After awhile my gardens were in great shape and easy to maintain so I turned my attention to the inside of the house and started my home remodeling phase. My husband & I took a class in home construction and bought lots of books. We gutted a bathroom and rebuilt it from the ground (literally) up. We went on to removing a wall between 2 bedrooms. I began to learn woodworking and built 2 walls of lovely oak bookcases and cabinets. My favorite addition was a built in jewelry cabinet with secret storage. During that phase, I refaced a fireplace, installed recessed lighting, replaced our kitchen cabinets doors, ripped out the kitchen floor and replaced it with sheet vinyl with coved baseboards. All of which required lots of books and tools and wood and sheetrock and mortar and joint compound and more stuff.
When we sold that house, we moved into a bigger house so we were able to take all our stuff. Our new house was a dream come true for me. It sat on a half an acre in a pine and oak forest–so lovely and quiet. We didn’t mind leaving most of the land fairly natural which was a good thing. My efforts at gardening were most appreciated by the deer as they love roses, thorns and all. But planting anything there was very frustrating for me, so I lost interest in it pretty quick. However, I did use some of my building skills while we lived there. I created a lovely laundry room in the garage and in the process, learned to use a tile saw–cuts like butta. Also, I installed a custom stainless steel sink and cabinets and rewired all the lighting and switches and some of the outlets in the garage.

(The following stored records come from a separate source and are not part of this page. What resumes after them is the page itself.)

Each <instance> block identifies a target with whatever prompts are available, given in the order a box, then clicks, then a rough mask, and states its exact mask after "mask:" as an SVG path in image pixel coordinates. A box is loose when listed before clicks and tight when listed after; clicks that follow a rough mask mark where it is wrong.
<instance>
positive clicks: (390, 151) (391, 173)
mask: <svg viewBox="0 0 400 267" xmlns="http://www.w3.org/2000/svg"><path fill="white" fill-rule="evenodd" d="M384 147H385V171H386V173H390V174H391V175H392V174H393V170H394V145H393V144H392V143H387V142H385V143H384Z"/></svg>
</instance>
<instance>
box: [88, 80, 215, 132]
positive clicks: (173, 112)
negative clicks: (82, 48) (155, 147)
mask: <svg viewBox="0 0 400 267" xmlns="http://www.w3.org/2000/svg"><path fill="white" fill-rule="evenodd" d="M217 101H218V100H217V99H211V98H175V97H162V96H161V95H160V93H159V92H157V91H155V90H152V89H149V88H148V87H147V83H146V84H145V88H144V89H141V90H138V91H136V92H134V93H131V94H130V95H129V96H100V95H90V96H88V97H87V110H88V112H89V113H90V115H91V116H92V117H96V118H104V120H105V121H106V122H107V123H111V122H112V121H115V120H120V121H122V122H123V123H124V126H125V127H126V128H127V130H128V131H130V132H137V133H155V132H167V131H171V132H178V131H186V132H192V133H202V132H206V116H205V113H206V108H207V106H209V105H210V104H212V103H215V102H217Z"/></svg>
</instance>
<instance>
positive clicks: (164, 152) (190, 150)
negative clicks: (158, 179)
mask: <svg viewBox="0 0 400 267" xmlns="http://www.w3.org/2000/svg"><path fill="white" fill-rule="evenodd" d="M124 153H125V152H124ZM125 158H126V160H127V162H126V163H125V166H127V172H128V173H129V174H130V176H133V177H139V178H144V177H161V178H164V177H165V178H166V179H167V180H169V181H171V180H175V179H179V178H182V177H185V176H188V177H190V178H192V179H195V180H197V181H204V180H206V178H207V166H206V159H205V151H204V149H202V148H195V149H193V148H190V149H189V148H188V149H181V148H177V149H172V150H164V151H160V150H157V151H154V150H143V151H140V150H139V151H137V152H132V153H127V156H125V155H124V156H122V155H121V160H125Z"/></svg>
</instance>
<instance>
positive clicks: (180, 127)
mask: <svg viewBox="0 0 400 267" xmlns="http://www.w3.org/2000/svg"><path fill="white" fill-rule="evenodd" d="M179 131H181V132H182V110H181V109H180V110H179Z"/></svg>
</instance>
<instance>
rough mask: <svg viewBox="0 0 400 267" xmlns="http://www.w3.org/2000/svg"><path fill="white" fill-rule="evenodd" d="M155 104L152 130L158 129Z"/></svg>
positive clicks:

Oh, and I replaced a 17′ x 30′ deck with all new foundation, decking, posts, rails, stairs and lighting on timers. While building the deck, I discovered why Gorilla Glue has that name–wherever it gets on your body, it turns black. At some point, I got it all over the palms of my hands. By this time I was well involved with my next consuming interest–bellydancing. For a few days, my gorilla hands were a bit incongruent with the rest of my costume.
In 2000, I discovered that bellydancing was a fun way to exercise. And I loved dressing up in sparkly, feminine costumes–more stuff! And Zora was born. I started making my own costumes which led to starting my costuming business in 2002: Zora’s Personal Seamstress. For eight years, I was immersed in the bellydancing and costuming world and accumulated a lot of stuff. In addition to sewing machines and books, lots of books, I have fabric and trim and beads, jewelry and costumes. During that time, I started dying silk for veils and had fun creating some abstract silk paintings and tie-dyed T-shirts. I love the colors and wild patterns of the dyes on silk and cotton.
Currently, I’m passionate about indoor rock climbing and quilting–and yes, more stuff–rock shoes, climbing harness, carabiners and a closet full of fabric. Lily Street Quilts, my longarm quilting business is going very well and keeping me busy. Had to add one more activity though. In April, I got my HAM Radio license and have joined the San Jose ARES/RACES team. So far I’m happy with a hand-held radio. But who knows, maybe there is a high powered antenna in my future.